Nothing has changed in the power structure. Democrats still control the Senate and White House, Republicans still hold the purse strings in the House of Representatives, despite a concentrated effort by House minority leader Nany Pelosi's and her assertions that Democrats would take control of the House.

They didn't.

That is the first point.

The second point is both Speaker of the House John Boehner and Senate Minority leader  Mitch McConnell have both said, since election night: No Tax Hikes.

McConnell:

"I wasn’t sent to Washington to raise anybody’s taxes to pay for more wasteful spending and this election doesn’t change my principles," McConnell said. "This election was a disappointment, without doubt, but let’s be clear about something: the House is still run by Republicans, and Republicans still maintain a robust minority in the Senate. I know some people out there think Tuesday’s results mean Republicans in Washington are now going to roll over and agree to Democrat demands that we hike tax rates before the end of the year. I’m here to tell them there is no truth to that notion whatsoever."

Boehner:

Raising tax rates is "unacceptable" to House Speaker John Boehner as he prepares to open negotiations on the looming "fiscal cliff" with the president and congressional Democrats, he told "World News" anchor Diane Sawyer today in an exclusive interview.

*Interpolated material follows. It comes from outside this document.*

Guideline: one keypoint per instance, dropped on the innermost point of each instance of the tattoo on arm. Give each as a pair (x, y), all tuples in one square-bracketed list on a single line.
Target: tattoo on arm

"Raising tax rates is unacceptable," Boehner, R-Ohio, said in his first broadcast interview since the election Tuesday.

"Frankly, it couldn't even pass the House. I'm not sure it could pass the Senate."

The best way to create new revenue is to create jobs, which creates more taxpayers and to help businesses expand, which creates jobs, puts money into the pockets of the people to spend in the economy. The bigger the businesses grow, the more they pay in taxes, hence more revenue for the government.

For the last two years it has been the responsibility of Republicans in the House to be, in Boehner's words on election night "the primary line of defense for the American people against a government that spends too much, taxes too much and certainly borrows too much."



As the numbers above show, that is still the House Republican's job and the people that voted for them to maintain that job expect them to be just as vigilant for the next two years.

Our job as conservatives is to remind them of that job, hold their feet to the fire, and make sure they understand that in the 2014 elections, we will stand behind them if they do so.